Pierre Degott, vice président du conseil de la vie étudiante

L’Université de Lorraine a instauré un congé menstruel à disposition de ses étudiant.es en septembre 2025. Si cette initiative est perçue comme un progrès, ce nouveau droit reste trop peu méconnu. 

Depuis la rentrée 2025, à l’Université de Lorraine (UL), les règles ont changé. La mesure a été adoptée en mars 2025 par le Conseil d’Administration, sous l’élan de Jules Ferber, ancien vice-président étudiant. Le congé menstruel est ouvert aux étudiant.es uniquement. Il ne s‘applique néanmoins ni aux doctorant.es, ni aux étudiant.es en apprentissage. L’objectif ? Permettre aux personnes souffrant de règles douloureuses de s’absenter sans être pénalisées, qu’il s’agisse d’un jour d’examen ou non. 

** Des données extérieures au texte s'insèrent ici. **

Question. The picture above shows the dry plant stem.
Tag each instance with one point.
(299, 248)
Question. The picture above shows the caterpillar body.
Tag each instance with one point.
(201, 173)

Un dispositif “bien large” inspiré des autres

Pour concevoir ce projet, les équipes de l’université se sont inspirées des modèles déjà en place dans d’autres facultés. Pierre Degott, vice-président au Conseil de la Vie Universitaire, décrit la démarche : « Avant de mettre en place le dispositif, on a benchmarké, on a vu ce qui se faisait dans d’autres universités et on est vraiment dans la tranche, je dirais, déjà bien large. »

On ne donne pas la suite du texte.